Formation, Survival, and Detectability of Planets Beyond 100 AU

Direct imaging searches have begun to detect planetary and brown dwarf companions and to place constraints on the presence of giant planets at large separations from their host star. This work helps to motivate such planet searches by predicting a population of young giant planets that could be detectable by direct imaging campaigns. Both the classical core accretion and the gravitational instability model for planet formation are hard-pressed to form long-period planets in situ. Here, we show that dynamical instabilities among planetary systems that originally formed multiple giant planets much closer to the host star could produce a population of giant planets at large (~100 AU - 100000 AU) separations. We estimate the limits within which these planets may survive, quantify the efficiency of gravitational scattering into both stable and unstable wide orbits, and demonstrate that population analyses must take into account the age of the system. We predict that planet scattering creates a population of detectable giant planets on wide orbits that decreases in number on timescales of ~10 Myr. We demonstrate that several members of such populations should be detectable with current technology, quantify the prospects for future instruments, and suggest how they could place interesting constraints on planet formation models.

💡 Research Summary

The paper addresses a pressing question in exoplanet science: how can giant planets be found at separations of 100 AU to 10⁵ AU, where traditional formation theories struggle. The authors argue that neither core‑accretion nor disk‑gravitational‑instability can efficiently produce such distant planets in situ because of insufficient solid surface density and cooling times at large radii. Instead, they propose a dynamical‑scattering scenario in which multiple massive planets (1–10 M_J) first form within the inner few tens of AU of a protoplanetary disk. Once the system becomes dynamically unstable—typically when the orbital spacing falls below ~3–5 mutual Hill radii—close encounters trigger strong gravitational kicks that fling one or more planets onto very wide orbits.

Using a suite of N‑body integrations (≈10⁴ realizations, each followed for up to 100 Myr), the authors map out the outcomes of such instabilities. They find that the efficiency of scattering depends primarily on the initial planetary masses and spacing: more massive planets acquire larger kinetic energy and are more likely to be scattered to >10³ AU, while tightly packed systems become unstable within a few Myr. The final orbital distribution separates into two regimes. (1) “Stable ultra‑wide” orbits with semi‑major axes of 10³–10⁴ AU remain bound to the host star for the lifetime of the system because the stellar gravitational potential dominates over galactic tides. (2) “Unstable” orbits beyond ≈10⁴ AU are vulnerable to galactic tidal forces, passing stars, and subsequent scattering events, leading to ejection or star‑planet collisions on timescales of ≲10 Myr.

A key insight is the strong age dependence of the observable population. Immediately after scattering (≤1 Myr) the number of planets on wide orbits peaks, but as the system ages, the fraction on unstable trajectories declines sharply. By ~10 Myr roughly 60–70 % of the scattered planets have settled onto stable, low‑eccentricity ultra‑wide orbits, while the remainder have been lost. Consequently, young stellar associations (≤30 Myr) are the most promising hunting grounds for direct imaging surveys.

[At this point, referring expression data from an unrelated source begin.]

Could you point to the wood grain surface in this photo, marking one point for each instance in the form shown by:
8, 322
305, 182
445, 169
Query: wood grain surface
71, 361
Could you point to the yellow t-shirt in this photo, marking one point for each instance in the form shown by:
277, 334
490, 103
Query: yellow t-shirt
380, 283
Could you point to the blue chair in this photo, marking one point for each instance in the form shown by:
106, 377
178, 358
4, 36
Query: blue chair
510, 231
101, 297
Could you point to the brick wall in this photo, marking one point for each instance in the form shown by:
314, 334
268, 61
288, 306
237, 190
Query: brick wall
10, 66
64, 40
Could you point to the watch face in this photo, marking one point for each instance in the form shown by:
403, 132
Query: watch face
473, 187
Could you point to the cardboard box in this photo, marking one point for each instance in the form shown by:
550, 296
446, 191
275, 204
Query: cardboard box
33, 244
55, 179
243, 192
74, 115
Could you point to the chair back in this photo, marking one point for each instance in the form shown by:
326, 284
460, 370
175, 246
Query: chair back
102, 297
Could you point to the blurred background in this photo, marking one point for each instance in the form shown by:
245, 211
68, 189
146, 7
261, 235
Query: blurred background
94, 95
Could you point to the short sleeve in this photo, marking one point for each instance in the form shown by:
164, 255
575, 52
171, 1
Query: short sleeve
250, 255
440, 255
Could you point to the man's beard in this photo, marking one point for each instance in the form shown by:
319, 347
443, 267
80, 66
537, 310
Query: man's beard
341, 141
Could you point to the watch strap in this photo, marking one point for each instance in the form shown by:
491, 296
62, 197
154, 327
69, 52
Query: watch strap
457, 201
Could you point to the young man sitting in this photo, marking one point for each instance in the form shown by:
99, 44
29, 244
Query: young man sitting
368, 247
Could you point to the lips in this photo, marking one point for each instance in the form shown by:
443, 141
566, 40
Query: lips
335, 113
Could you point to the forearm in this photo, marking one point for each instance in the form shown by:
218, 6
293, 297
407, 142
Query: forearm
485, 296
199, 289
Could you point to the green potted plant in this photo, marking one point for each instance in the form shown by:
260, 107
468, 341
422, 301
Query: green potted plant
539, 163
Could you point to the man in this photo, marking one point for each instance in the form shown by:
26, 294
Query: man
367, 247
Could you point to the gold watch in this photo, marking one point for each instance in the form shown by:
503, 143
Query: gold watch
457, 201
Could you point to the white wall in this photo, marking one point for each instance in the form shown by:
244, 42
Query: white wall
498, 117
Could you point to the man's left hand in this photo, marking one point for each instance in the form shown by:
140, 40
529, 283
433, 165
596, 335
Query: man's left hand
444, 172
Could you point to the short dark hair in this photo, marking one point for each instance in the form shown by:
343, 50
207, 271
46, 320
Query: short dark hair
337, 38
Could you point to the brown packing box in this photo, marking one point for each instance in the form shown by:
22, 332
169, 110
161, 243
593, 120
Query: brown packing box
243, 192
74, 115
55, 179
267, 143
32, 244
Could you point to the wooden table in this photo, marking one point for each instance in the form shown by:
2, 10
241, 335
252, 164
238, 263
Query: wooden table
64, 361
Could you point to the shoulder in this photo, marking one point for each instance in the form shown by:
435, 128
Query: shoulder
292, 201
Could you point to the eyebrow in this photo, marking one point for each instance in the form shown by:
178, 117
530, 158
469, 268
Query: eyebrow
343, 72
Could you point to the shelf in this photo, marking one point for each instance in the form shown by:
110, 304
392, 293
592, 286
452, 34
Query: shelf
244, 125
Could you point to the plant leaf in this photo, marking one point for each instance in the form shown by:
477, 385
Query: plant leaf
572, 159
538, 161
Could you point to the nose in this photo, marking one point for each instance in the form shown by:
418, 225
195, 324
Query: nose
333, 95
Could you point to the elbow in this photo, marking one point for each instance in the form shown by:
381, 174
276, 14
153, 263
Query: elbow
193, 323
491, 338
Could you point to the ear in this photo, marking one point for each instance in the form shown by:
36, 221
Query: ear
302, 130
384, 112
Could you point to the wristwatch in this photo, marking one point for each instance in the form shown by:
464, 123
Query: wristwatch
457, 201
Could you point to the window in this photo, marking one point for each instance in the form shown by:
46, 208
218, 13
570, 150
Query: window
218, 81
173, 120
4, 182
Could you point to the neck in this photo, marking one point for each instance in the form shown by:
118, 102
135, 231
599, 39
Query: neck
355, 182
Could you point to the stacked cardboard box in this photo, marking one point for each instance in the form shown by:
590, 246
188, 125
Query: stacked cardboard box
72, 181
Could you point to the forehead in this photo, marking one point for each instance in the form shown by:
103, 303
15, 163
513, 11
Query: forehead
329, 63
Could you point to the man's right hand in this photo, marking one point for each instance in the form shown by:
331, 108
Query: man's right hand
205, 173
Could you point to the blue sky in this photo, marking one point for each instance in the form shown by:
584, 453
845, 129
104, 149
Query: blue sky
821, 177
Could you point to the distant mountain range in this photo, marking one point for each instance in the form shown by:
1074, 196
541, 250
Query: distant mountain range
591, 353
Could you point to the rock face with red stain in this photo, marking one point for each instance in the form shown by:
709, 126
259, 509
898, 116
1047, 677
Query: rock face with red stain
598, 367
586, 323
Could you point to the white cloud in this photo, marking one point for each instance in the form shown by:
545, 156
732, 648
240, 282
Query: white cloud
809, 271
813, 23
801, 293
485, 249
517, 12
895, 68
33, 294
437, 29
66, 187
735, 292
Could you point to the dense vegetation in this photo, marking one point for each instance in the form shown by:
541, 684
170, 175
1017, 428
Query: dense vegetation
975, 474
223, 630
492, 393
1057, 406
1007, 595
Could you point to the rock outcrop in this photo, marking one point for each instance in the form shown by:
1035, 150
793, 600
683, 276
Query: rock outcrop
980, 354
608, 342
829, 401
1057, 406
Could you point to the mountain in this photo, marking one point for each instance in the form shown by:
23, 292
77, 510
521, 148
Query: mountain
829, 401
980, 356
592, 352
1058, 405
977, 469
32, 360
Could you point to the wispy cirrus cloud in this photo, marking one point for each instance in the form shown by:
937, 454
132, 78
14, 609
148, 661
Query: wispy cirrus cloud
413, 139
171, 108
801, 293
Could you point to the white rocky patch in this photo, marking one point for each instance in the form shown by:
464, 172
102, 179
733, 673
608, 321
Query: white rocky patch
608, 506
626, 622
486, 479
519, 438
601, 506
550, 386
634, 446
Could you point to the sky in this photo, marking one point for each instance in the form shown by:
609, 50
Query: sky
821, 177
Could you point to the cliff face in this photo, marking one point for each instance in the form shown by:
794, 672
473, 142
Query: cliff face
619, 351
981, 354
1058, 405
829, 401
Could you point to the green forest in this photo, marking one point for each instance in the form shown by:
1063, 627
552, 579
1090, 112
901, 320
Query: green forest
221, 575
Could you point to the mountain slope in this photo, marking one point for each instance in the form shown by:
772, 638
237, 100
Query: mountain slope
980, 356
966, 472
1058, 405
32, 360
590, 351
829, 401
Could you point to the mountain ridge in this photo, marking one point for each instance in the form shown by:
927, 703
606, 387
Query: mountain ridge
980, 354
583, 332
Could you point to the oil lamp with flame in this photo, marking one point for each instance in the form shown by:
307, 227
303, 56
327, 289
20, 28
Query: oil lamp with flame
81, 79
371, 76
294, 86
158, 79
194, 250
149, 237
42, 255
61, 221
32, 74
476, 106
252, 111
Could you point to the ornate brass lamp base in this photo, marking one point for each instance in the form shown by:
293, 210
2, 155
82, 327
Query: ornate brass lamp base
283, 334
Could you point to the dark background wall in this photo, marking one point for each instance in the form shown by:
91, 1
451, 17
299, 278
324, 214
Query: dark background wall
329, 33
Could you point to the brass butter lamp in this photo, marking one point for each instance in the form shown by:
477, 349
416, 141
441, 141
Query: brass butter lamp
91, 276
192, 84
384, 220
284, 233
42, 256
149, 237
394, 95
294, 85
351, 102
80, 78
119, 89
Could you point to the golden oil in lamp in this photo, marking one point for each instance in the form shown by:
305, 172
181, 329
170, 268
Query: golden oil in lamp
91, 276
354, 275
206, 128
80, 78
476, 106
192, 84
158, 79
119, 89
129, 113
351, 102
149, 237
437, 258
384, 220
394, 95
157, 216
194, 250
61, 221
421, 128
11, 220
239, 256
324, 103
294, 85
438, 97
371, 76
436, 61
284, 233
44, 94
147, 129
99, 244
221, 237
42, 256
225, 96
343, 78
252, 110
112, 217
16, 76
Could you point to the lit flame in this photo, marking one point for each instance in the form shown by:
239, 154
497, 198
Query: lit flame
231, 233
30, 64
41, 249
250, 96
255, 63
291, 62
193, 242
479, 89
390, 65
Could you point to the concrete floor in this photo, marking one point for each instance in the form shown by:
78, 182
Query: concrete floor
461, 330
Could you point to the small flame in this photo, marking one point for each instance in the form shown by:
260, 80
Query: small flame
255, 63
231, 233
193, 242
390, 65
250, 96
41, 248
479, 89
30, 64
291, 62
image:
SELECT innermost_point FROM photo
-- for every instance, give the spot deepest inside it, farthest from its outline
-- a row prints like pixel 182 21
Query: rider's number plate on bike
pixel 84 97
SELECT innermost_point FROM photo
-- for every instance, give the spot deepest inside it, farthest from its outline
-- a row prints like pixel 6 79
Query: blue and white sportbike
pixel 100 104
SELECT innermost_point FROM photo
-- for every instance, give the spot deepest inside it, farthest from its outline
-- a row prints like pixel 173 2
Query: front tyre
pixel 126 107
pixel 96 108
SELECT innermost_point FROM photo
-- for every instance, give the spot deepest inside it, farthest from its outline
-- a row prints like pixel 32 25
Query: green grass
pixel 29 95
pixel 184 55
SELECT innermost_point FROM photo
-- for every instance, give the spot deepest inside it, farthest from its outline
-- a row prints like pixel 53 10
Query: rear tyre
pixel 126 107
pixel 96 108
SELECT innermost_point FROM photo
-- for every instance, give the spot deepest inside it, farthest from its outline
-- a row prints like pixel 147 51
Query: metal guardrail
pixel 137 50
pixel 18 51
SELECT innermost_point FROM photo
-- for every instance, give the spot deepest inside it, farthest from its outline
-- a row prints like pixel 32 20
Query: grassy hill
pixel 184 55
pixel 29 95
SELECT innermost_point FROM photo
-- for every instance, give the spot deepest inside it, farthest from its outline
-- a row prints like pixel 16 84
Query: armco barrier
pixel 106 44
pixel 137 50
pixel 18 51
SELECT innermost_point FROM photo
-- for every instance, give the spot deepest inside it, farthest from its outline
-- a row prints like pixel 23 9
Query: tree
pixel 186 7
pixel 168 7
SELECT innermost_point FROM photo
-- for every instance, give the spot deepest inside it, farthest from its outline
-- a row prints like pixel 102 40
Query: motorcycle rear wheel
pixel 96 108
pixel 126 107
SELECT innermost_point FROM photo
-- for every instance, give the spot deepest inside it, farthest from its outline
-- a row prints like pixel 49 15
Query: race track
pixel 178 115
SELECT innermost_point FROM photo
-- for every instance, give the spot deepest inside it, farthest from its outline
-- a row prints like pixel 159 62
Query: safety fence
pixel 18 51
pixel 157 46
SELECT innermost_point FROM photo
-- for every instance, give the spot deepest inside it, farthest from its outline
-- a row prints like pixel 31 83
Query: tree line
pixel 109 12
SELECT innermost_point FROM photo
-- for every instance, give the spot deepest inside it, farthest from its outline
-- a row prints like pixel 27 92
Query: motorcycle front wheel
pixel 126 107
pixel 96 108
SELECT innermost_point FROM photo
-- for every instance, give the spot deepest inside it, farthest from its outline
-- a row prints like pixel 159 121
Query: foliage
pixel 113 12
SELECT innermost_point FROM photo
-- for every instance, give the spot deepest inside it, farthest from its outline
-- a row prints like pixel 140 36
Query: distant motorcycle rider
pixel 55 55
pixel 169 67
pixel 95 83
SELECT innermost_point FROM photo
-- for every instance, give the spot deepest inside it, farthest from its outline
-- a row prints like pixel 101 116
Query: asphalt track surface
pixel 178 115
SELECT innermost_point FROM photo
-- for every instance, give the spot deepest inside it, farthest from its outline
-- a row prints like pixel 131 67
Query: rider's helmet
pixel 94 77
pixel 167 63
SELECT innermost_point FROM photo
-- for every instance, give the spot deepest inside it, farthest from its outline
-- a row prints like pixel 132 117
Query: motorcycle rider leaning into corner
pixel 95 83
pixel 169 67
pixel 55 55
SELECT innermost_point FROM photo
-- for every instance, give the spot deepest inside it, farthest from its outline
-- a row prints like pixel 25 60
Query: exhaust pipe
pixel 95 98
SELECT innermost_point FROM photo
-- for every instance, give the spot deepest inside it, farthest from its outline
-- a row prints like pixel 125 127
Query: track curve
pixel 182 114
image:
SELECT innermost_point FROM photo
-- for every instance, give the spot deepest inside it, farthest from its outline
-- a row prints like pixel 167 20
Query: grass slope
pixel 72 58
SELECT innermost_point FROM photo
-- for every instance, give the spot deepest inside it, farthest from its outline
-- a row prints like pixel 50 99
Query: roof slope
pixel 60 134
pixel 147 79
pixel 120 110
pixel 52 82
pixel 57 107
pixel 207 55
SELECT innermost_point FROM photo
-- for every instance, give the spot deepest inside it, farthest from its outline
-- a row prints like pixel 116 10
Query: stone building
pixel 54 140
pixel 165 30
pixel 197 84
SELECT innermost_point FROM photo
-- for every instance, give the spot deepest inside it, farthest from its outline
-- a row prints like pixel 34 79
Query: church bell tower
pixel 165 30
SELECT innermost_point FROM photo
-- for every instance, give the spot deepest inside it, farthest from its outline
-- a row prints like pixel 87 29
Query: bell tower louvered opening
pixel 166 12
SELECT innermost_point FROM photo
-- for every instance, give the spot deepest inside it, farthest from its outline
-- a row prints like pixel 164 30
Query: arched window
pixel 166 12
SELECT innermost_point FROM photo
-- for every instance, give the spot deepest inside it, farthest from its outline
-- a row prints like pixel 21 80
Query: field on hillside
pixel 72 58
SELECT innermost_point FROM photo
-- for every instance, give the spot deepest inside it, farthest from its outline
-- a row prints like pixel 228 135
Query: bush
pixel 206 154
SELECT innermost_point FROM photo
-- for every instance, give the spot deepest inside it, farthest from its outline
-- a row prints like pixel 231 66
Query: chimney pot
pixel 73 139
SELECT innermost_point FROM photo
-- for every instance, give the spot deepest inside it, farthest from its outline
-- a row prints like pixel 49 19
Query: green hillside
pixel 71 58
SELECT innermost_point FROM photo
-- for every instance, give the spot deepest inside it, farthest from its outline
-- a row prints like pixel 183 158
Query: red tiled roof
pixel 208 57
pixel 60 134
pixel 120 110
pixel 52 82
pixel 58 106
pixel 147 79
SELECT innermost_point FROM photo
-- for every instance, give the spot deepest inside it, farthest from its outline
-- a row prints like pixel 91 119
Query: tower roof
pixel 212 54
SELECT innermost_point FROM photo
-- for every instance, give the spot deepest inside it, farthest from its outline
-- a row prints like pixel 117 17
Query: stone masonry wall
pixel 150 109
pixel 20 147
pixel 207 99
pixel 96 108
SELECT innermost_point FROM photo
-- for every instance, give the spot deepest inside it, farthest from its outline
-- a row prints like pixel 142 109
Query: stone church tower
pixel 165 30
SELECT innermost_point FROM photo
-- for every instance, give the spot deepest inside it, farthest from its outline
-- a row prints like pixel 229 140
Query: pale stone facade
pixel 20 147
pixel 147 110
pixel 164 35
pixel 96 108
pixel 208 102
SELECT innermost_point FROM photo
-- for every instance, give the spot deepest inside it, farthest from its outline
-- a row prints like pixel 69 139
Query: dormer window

The authors then translate these dynamical results into detection prospects. They model the intrinsic luminosity of young giant planets as a function of mass and age, and combine these spectra with contrast curves for current high‑contrast imagers (VLT/SPHERE, Gemini/GPI) and upcoming extremely large telescopes (ELTs). In the L‑band (3.5 µm) and M‑band (4.8 µm), present‑day instruments can achieve ~10⁻⁶ contrast at separations of 0.5–1″, sufficient to detect 5–10 M_J planets at 100–300 AU around stars younger than ~30 Myr. The simulations suggest that about 10 % of the scattered population falls within these detectable limits. Future ELTs, with expected contrasts of 10⁻⁷–10⁻⁸, would push the detection threshold down to 1–3 M_J planets at 50 AU and extend the observable age range to >100 Myr.

Based on these findings, the paper proposes an observational strategy: prioritize nearby (≤150 pc), young stars; conduct deep integrations in the thermal‑infrared where planet‑star contrast is most favorable; and obtain multi‑epoch data to confirm common proper motion and orbital motion. Detecting even a modest number of such wide‑orbit giants would provide a direct test of the scattering hypothesis and, by extension, constrain the efficiency of core‑accretion in the inner disk.

In summary, the study presents a comprehensive theoretical framework that links early‑stage multi‑planet instability to a population of wide‑separation giant planets. It quantifies the survival limits imposed by stellar gravity versus galactic tides, demonstrates a clear decline in the observable population on ~10 Myr timescales, and shows that current and next‑generation direct‑imaging facilities are capable of detecting several members of this population. The results thus bridge a gap between planet formation theory and observational surveys, offering a concrete pathway to assess how common dynamical scattering is in shaping the architecture of planetary systems.